The question is whether these novel credit infrastructure providers are creating a new market or just taking the higher-margin cream from the banks lending business. If banks are left with the task and expense of protecting depositor money from loss and servicing the needs of borrowers – many with indifferent payment records – their profitability is likely to erode and their cost ratios will deteriorate.
At the same time, the corporate lending businesses of the traditional banks are being hit with a flight towards cheaper money in the bond markets. With the cost of lending for the top credits approaching zero or even negative rates, it is difficult to see what advantage remains for a corporate treasurer in a large company to borrow money from a bank. Pension funds, desperate for yield, are also muscling into traditional lending markets, picking off the mid-cap customers of the banks. The pension funds offer keener rates and lower costs, again cherry-picking the banks' better clients.
Battered by regulators, ridiculed by politicians and hated by consumers, the last thing the banks need is a disruptive technological challenge. Yet, if they have the imagination and the courage to adapt, it could be a way for these lumbering institutions to find a route back towards the respect, if not the affection, of a younger group of consumers.

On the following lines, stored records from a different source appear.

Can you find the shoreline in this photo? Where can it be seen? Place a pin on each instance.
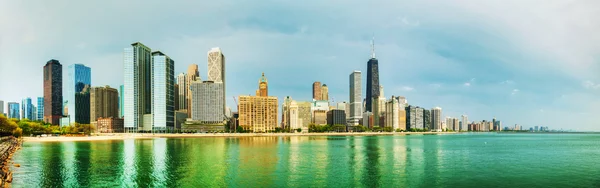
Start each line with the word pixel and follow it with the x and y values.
pixel 123 136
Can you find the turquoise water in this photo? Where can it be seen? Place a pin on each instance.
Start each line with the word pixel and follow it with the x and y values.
pixel 460 160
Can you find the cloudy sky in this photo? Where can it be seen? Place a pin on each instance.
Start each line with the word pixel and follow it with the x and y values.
pixel 524 62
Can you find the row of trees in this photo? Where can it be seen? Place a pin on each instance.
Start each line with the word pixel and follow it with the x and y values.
pixel 32 128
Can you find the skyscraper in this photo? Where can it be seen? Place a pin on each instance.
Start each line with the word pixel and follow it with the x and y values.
pixel 258 113
pixel 40 109
pixel 192 75
pixel 355 98
pixel 103 103
pixel 317 91
pixel 372 80
pixel 325 93
pixel 13 110
pixel 121 100
pixel 465 123
pixel 216 72
pixel 137 87
pixel 436 118
pixel 78 77
pixel 1 107
pixel 207 102
pixel 163 96
pixel 27 109
pixel 53 96
pixel 183 86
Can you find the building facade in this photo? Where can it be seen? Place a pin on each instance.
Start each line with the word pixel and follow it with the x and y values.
pixel 137 87
pixel 109 125
pixel 27 109
pixel 163 94
pixel 317 91
pixel 193 74
pixel 207 102
pixel 355 98
pixel 258 113
pixel 216 72
pixel 103 103
pixel 53 92
pixel 79 77
pixel 436 118
pixel 13 110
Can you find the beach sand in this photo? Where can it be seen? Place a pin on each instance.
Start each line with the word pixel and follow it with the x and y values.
pixel 122 136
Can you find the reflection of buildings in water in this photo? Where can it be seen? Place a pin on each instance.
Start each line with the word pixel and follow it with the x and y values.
pixel 68 161
pixel 159 147
pixel 129 168
pixel 258 159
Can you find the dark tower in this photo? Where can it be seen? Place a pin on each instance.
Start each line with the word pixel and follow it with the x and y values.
pixel 372 80
pixel 53 101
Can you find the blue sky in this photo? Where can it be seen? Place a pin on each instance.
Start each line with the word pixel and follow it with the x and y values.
pixel 524 62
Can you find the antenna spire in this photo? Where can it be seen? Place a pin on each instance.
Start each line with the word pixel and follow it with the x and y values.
pixel 373 47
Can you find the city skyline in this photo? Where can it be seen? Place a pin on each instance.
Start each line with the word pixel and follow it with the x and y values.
pixel 434 57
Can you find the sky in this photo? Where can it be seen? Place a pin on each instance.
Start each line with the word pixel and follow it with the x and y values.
pixel 532 62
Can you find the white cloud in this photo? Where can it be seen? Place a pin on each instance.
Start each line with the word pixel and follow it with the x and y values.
pixel 591 85
pixel 514 92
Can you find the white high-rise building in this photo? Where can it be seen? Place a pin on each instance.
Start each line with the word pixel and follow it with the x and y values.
pixel 216 70
pixel 465 123
pixel 355 113
pixel 436 118
pixel 163 94
pixel 207 102
pixel 183 87
pixel 392 117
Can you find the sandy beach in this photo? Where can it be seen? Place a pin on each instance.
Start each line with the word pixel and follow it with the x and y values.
pixel 122 136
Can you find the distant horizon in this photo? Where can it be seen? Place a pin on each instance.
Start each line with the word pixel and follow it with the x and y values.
pixel 527 68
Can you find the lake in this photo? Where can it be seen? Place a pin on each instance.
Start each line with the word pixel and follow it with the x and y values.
pixel 450 160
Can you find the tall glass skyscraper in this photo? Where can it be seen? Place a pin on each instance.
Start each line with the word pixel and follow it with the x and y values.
pixel 372 80
pixel 163 94
pixel 78 77
pixel 137 88
pixel 355 98
pixel 27 109
pixel 13 110
pixel 40 108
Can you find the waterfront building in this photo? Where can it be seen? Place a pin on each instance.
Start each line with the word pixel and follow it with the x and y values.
pixel 436 118
pixel 414 117
pixel 355 98
pixel 427 120
pixel 464 123
pixel 163 94
pixel 304 114
pixel 13 110
pixel 207 102
pixel 103 104
pixel 192 75
pixel 121 100
pixel 392 114
pixel 258 113
pixel 53 95
pixel 337 117
pixel 182 91
pixel 27 109
pixel 216 71
pixel 372 80
pixel 40 109
pixel 324 92
pixel 109 125
pixel 317 91
pixel 79 77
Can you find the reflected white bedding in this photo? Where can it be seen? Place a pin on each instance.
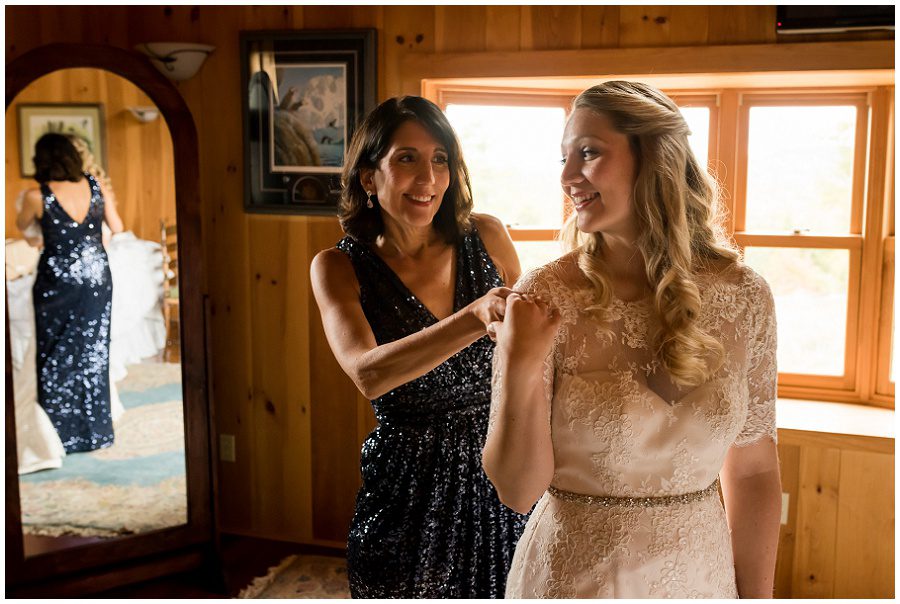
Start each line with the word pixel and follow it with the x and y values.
pixel 137 332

For Canadian banks, the challenge could be even tougher. These are institutions that pride themselves for the conservatism that enabled them to escape the financial crash. It's a mindset that avoids excessive risk but also abhors change. The question is whether Canada's banks are the nimble creatures they need to be to provide financial services in a mobile digital world.
Carl Mortished is a Canadian financial journalist based in London.